System Design Fundamentals

Pagination, Filtering & Sorting

A

Pagination, Filtering & Sorting

The 45-Second Mistake

Imagine you just deployed /api/products for your e-commerce platform. It returns all 2 million products in a single JSON response. Response time: 45 seconds. Payload size: 800MB. Your mobile app crashes trying to parse it. A user refreshes the page while scrolling, and the entire 2 million records download again—eating through their data plan.

Even with just 10,000 records, returning everything is wasteful. The user only sees 20 items at a time. They might search for “blue running shoes under $100.” They probably want results sorted by price or rating, not some random order from the database.

This is the reality of APIs handling real data. Pagination, filtering, and sorting aren’t optional luxuries—they’re essential. They directly impact three critical dimensions of API design: response time, data transfer, and user experience. Without them, your API doesn’t scale beyond toy datasets.

Why These Three Go Together

At first glance, pagination, filtering, and sorting seem like separate concerns:

  • Pagination: Breaking results into manageable chunks
  • Filtering: Letting clients request only records that match criteria
  • Sorting: Letting clients control the order of results

But they’re deeply intertwined. When a user asks for “page 3 of blue shoes sorted by price,” the database must filter, sort, then paginate. The order matters. The index strategy must account for all three. A cursor-based pagination implementation must know the sort key. Sorting without filtering might return millions of records before paging them.

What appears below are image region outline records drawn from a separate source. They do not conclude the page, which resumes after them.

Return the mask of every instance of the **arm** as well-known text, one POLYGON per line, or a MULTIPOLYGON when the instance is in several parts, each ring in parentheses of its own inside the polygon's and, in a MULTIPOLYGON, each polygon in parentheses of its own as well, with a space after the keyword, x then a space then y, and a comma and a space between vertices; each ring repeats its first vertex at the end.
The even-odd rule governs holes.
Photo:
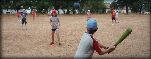
POLYGON ((52 20, 51 20, 51 18, 49 18, 50 19, 50 25, 52 26, 52 20))
POLYGON ((102 52, 99 53, 99 55, 103 55, 103 54, 106 54, 106 53, 110 53, 110 52, 112 52, 113 50, 115 50, 115 46, 110 47, 109 49, 103 50, 102 52))
POLYGON ((99 46, 100 46, 100 48, 104 48, 104 49, 108 49, 108 48, 109 48, 109 47, 104 46, 104 45, 102 45, 102 44, 100 44, 100 43, 99 43, 99 46))
POLYGON ((58 25, 60 26, 60 21, 59 21, 59 18, 57 18, 57 20, 58 20, 58 25))

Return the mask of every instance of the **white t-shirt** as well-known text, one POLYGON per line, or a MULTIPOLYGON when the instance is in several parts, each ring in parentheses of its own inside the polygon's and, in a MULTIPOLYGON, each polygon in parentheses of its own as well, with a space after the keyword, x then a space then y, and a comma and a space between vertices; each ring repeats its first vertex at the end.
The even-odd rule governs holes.
POLYGON ((94 53, 91 34, 84 33, 74 56, 75 59, 91 59, 94 53))

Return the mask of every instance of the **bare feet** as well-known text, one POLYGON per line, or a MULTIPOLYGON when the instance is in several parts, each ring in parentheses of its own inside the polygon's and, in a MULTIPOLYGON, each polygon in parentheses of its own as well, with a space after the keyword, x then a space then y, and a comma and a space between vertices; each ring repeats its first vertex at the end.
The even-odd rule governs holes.
POLYGON ((54 44, 54 42, 51 42, 51 43, 50 43, 50 45, 53 45, 53 44, 54 44))

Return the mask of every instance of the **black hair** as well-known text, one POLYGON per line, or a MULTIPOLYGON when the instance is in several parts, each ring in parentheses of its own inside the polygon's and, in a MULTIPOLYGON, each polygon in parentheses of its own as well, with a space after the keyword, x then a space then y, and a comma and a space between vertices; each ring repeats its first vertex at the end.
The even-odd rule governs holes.
POLYGON ((87 29, 87 32, 89 34, 94 34, 97 30, 98 30, 98 28, 97 29, 87 29))

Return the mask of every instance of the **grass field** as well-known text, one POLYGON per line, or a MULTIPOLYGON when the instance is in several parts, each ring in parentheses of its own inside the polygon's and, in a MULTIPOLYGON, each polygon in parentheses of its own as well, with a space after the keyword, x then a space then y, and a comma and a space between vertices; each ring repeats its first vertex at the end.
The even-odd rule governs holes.
MULTIPOLYGON (((73 57, 82 34, 86 31, 86 15, 59 15, 62 45, 50 46, 51 26, 47 15, 39 15, 36 20, 27 16, 27 30, 22 30, 21 22, 15 15, 2 16, 2 57, 73 57)), ((115 51, 93 57, 148 57, 150 55, 149 15, 119 15, 119 22, 112 25, 110 14, 94 14, 98 31, 94 36, 106 46, 113 45, 122 33, 131 27, 133 32, 115 51)))

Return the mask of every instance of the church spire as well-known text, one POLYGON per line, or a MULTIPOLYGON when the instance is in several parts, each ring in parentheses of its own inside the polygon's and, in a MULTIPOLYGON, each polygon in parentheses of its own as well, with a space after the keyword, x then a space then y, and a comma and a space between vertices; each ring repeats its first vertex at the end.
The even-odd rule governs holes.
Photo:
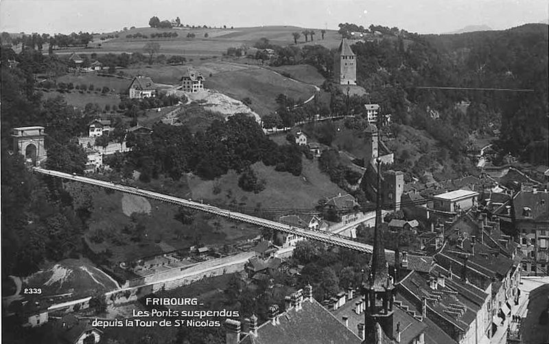
POLYGON ((371 276, 370 287, 375 291, 385 290, 388 286, 388 268, 385 259, 385 247, 379 232, 382 224, 382 183, 381 160, 376 160, 377 169, 377 182, 375 201, 375 227, 373 234, 373 252, 372 252, 371 276))

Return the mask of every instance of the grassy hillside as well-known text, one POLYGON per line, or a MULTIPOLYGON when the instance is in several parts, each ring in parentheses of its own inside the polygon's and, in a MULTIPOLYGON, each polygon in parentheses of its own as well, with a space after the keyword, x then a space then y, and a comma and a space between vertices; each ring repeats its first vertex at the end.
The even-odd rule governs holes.
POLYGON ((270 67, 277 72, 287 73, 292 79, 300 82, 311 84, 317 86, 321 86, 326 81, 322 74, 310 64, 293 64, 290 66, 280 66, 279 67, 270 67))
POLYGON ((250 208, 312 209, 320 198, 344 193, 320 171, 316 160, 303 158, 303 172, 298 177, 288 172, 277 172, 274 167, 262 162, 253 164, 258 177, 266 182, 265 190, 257 194, 241 189, 238 186, 239 175, 234 171, 216 180, 205 181, 189 176, 188 183, 194 199, 250 208), (217 193, 214 193, 215 188, 218 188, 217 193))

We’ll treat them as a cohesive system because that’s how they function in production.

The Physical Bookstore Analogy

Imagine browsing a massive physical bookstore with 2 million books and no organization system.

You’d need to walk past every single shelf, examining every spine. Want the 5th shelf of science fiction books? You’d have to count past all the history, biography, and romance sections first (that’s the “skipping problem” of offset pagination—we’ll come back to this).

Now introduce pagination: the bookstore has multiple rooms, each with a manageable number of books. Room 1 has books 1–500. Room 2 has books 501–1,000. You can step into Room 3 and only see 500 books instead of 2 million.

Add filtering: instead of wandering through all genres, you go to the “Science Fiction” section. You’ve already reduced your search space from 2 million to maybe 100,000 books.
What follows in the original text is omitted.